Лейтенант вышел. Сталин остался один.

Он подошёл к окну. Москва лежала за стенами Кремля, тёмная, дышащая инеем, ещё не знающая, что с ней произошло этой ночью. Где-то в Лондоне сейчас будили Черчилля, и Черчилль, ещё в постели, читал листок с теми же словами и тянулся к бутылке на тумбочке, ибо ночные новости, как имел обыкновение говорить сам Черчилль ещё в тридцать девятом, требуют виски. Где-то в Вашингтоне Рузвельт, наверное, ещё не лёг, потому что в Вашингтоне было десять часов вечера, и Гопкинс сидел у его камина. И на полутора тысячах километров Восточного фронта в эту минуту два с половиной миллиона немецких солдат, выйдя на поверку или возвращаясь с поста, узнавали из утреннего сообщения о смерти своего верховного главнокомандующего, и каждый из них в своём ровике, в своём блиндаже, у своей промёрзшей пушки переживал эту новость по-своему, в соединении с собственной судьбой, как переживается всякая великая новость, за которой никто не успевает увидеть себя сразу, а каждый видит сначала себя в первой и самой эгоистической мысли.

Этого не было в учебнике.

Сталин думал об этом, стоя у окна, и думал странную мысль, которая раньше ему в голову не приходила, потому что не было повода ей прийти. Он думал, что учебник, по которому он шёл пять с лишним лет, написан на земле, где Гитлер дожил до апреля сорок пятого, где блокада длилась девятьсот дней и где двадцать семь миллионов советских людей были мертвы прежде, чем над Берлином подняли знамя; и что земля эта при всей своей реальности существовала для него, Сталина, только в виде страниц учебника, прочитанного когда-то под дождём в казарме, когда он ещё был сержантом Волковым и не верил ни в какие пробуждения. И вот эта другая земля, реальная только в его памяти, которой больше никто на свете не разделял, в эту минуту переставала быть путеводителем, потому что в той, прежней истории Гитлер пережил десятки покушений и умер по собственной воле в тридцати метрах от того места, где теперь, в этом мире, лежал убитый. Учебник кончался не сразу, но он кончался; и нельзя было сказать, кончился ли он сегодня утром или начнёт кончаться постепенно, страница за страницей, по мере того как новые отличия будут накапливаться и расхождения становиться глубже.

Сталин думал о Беке.

О Беке он помнил из учебника немного, тот общий контур, какой остаётся в голове через много лет после прочтения: кайзеровский офицер, штабист, в тридцать восьмом году ушедший в отставку, потому что отказался готовить план нападения на Чехословакию. Дальше — туман, отдельные строчки, мелькнувшая фамилия в перечне заговорщиков сорок четвёртого года, и более ничего. По всему выходило, что Бек оставался фигурой третьего плана, доживавшей свой век в стороне от власти, и Сталин за пять лет ни разу всерьёз о нём не думал, потому что человек, ушедший от Гитлера в тридцать восьмом, казался к Гитлеру не вернувшимся уже никогда. А Бек вернулся; и не в том качестве, в каком о нём забыл учебник, а первым лицом государства. И это было первое, что предстояло принять.

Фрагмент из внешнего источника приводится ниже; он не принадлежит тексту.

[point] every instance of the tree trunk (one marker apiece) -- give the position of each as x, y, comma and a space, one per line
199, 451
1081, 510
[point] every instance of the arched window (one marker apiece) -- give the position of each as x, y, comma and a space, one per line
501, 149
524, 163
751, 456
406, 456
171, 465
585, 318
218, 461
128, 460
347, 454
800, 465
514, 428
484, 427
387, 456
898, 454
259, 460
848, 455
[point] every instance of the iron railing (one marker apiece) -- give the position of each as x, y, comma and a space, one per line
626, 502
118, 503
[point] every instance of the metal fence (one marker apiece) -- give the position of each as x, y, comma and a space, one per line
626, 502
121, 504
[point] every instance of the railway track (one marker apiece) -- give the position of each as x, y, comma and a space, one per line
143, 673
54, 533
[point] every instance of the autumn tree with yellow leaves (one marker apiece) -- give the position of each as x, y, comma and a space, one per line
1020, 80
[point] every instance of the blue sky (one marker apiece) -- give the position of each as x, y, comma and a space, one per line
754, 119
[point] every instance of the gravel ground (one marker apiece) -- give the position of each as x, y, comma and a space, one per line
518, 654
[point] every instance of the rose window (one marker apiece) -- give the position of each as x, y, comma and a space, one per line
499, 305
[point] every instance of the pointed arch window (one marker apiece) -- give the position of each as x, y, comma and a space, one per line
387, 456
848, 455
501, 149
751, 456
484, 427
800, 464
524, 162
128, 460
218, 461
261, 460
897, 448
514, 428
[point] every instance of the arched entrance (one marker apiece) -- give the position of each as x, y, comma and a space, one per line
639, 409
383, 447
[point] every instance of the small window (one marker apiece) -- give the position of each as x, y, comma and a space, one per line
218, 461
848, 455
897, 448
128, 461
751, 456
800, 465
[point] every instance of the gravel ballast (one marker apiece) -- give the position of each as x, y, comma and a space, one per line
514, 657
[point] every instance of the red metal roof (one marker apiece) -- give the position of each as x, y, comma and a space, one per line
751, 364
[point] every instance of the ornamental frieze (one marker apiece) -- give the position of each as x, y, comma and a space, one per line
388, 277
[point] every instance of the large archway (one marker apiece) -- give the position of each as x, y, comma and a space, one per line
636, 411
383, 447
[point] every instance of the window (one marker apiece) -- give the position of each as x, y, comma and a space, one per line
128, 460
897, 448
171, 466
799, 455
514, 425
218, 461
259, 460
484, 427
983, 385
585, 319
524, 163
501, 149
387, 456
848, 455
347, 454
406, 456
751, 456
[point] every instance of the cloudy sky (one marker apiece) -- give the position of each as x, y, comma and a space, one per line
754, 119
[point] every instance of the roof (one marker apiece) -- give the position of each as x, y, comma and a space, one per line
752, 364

За Беком стоял Гальдер, остававшийся начальником Генштаба, и Сталин понимал, почему он остался: потому что Гальдер был механизм, без которого армия в эти первые дни не работала бы, и потому что Гальдер был с ними с самого начала, единственный, кто посмел сказать Гитлеру в декабре то, что сказал, и сказал арифметикой, против которой никто не нашёл возражения. И за Гальдером стояли армия, сохранившая управляемость, промышленность, по существу не пострадавшая от британских налётов, двадцать пять миллионов мужчин призывного возраста и Рур, в эту минуту работавший в две смены, как работал он при Гитлере, и при Веймарской республике, и при кайзере, и при Бисмарке, и работать будет, пока стоит Германия.

Сталин отвернулся от окна, прошёл к столу, сел. Лампа с зелёным абажуром бросала на стол маленький круг света, и в этом круге лежали папки, расшифровка, остывший стакан чаю в подстаканнике, очки, которые он надевал последний год при чтении мелкого шрифта. За кругом света кабинет тонул в полумраке.

Он думал о том, что планировал четыре удара против Гитлера, которые теперь придутся не по нему.

В разговоре с Шапошниковым две недели назад, отдавая распоряжение о пятнадцатом декабря, он не успел подумать, против кого именно эти четыре удара рассчитаны; ему казалось, война устроена так, что её ведёт армия против армии, а человек, стоящий во главе, имеет лишь долю значения. Сейчас он понимал, что доля эта огромна. План Мерецкова на Мгу был построен на знании двух простых вещей: что 18-я армия Линдемана растянута и что 21-я и 227-я дивизии в стыке стоят на месте, потому что приказа отойти не получат. При Гитлере такого приказа не было бы. При Гальдере он будет; и единственный вопрос, успеет ли Гальдер за двое суток между сегодняшним утром и началом артподготовки отдать его и провести до командиров дивизий. Сталин думал, что не успеет, потому что новый порядок ещё не утрясся, и потому что Гальдер в первые дни будет занят армиями, а не дивизиями, и потому что 227-я только пришла из Франции и её отвод требует расчётов, которые в первые сутки переворота никто не сделает. Мга возьмётся. Но 227-я уйдёт, не уйти не сможет, потому что Линдеман получит приказ на отвод задолго до того, как русские танки замкнут кольцо. Котла не будет.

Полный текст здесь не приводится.